Wake up in the morning → Brush teeth → Go on morning walk → Meditate when I walk in the door

By lining up new habits with existing ones over time, you can quickly build the daily routine of your dreams.

6 habit stacking examples

Need some inspiration? Here are some simple examples of habit stacking for you to try. Remember, you want to pair a new desirable behavior with a current habit.

When I finish work, I’ll immediately head to the gym

Taking care of your physical health can be tough when you’re working long hours on an important project — and it’s all too easy to push that gym visit back to later. But with this habit stack, you can ensure you get that workout in as soon as you close your laptop for the day.

As soon as my alarm clock rings, I’ll drink a glass of water

Drinking water early in the morning can help wake you up, so this habit stack is especially useful if you’re trying to limit your caffeine intake.

When a meeting ends, I’ll take a 10-minute eye break (or get up and stretch)

Zoom fatigue is very real, and an over-reliance on video chat platforms can make your workday that much more difficult to get through. With this habit stack, you can give your body the rest it needs before you dive in to your next task.

When I’m done checking my email, I’ll take on one hard work task

This habit works well with something like the one task method or eat the frog, which makes you consciously pick out the toughest tasks from your to-do list. It’ll also keep you from mindlessly scrolling through your list looking for something to do.

When I finish lunch, I’ll check my calendar to make sure I don’t miss any meetings

Despite everyone’s best efforts, sometimes you’ll get booked for a same-day, last-minute meeting. If you don’t want to find yourself running from meeting room to meeting room to make up for lost time, this is a good habit to have.

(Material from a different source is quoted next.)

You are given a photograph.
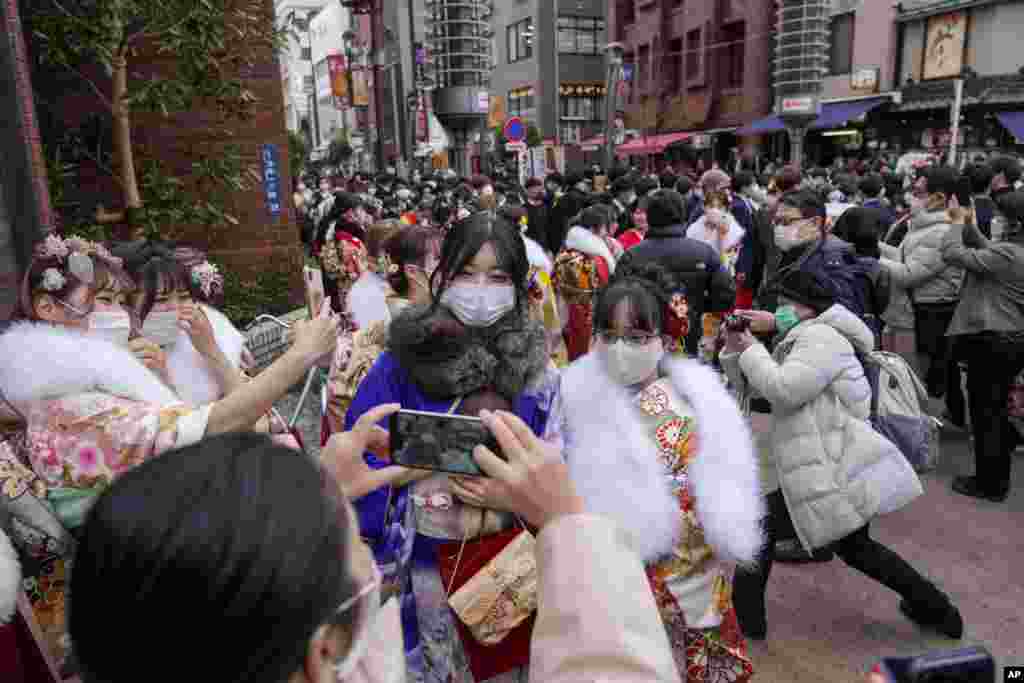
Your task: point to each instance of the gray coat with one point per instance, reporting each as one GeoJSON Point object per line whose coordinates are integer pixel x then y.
{"type": "Point", "coordinates": [835, 470]}
{"type": "Point", "coordinates": [918, 264]}
{"type": "Point", "coordinates": [993, 294]}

When I stand up to take a break, I’ll read one page from my current read

Proactively seeking out new sources of knowledge is a great way to become — and remain — a top performer at your job. If you’re struggling to get in time to read and learn, try tying it to little breaks you take between big tasks.

Habit stacking at Unito

So what does this look like in the workplace? Here’s an example from my workday.

At Unito, we use Slack to do an asynchronous scrum every day. The purpose of that is twofold; you can see what anyone else in the company — including the CEO — is doing, and you get a couple of minutes to plan your day.

My contributions to our scrum haven’t always been the most… regular. It’s just too easy to get caught up in what I need to be doing that day, and sometimes it’s almost time to go home before I realize I haven’t posted in our scrum channel.

And that defeats the whole purpose of the scrum. If someone needs to find out what I’m working on, they need to ask me instead of checking the scrum. On top of that, planning your day after it’s already done is something of an exercise in futility.

So I set up a simple habit stack for myself. I wanted to make sure I was posting in the scrum channel before doing anything else, otherwise I knew I’d just forget to do it. And there’s one thing I need to do before I can get any work done.

Opening my laptop.

Here’s the resulting habit stack: “When I first open my laptop in the morning, I’ll post in our asynchronous scrum.”

And it worked. I’m posting regularly, and it’s the first thing I do when I come into the office. Now, come five o’clock, I’m no longer scratching my head thinking “wait, what did I get done today?”

Try habit stacking

Habit stacking is easy to use and makes implementing new habits simpler. Once you’ve had enough practice with it, you’ll be able to find all sorts of triggers to build habits off of. New Year’s resolution? Piece of cake.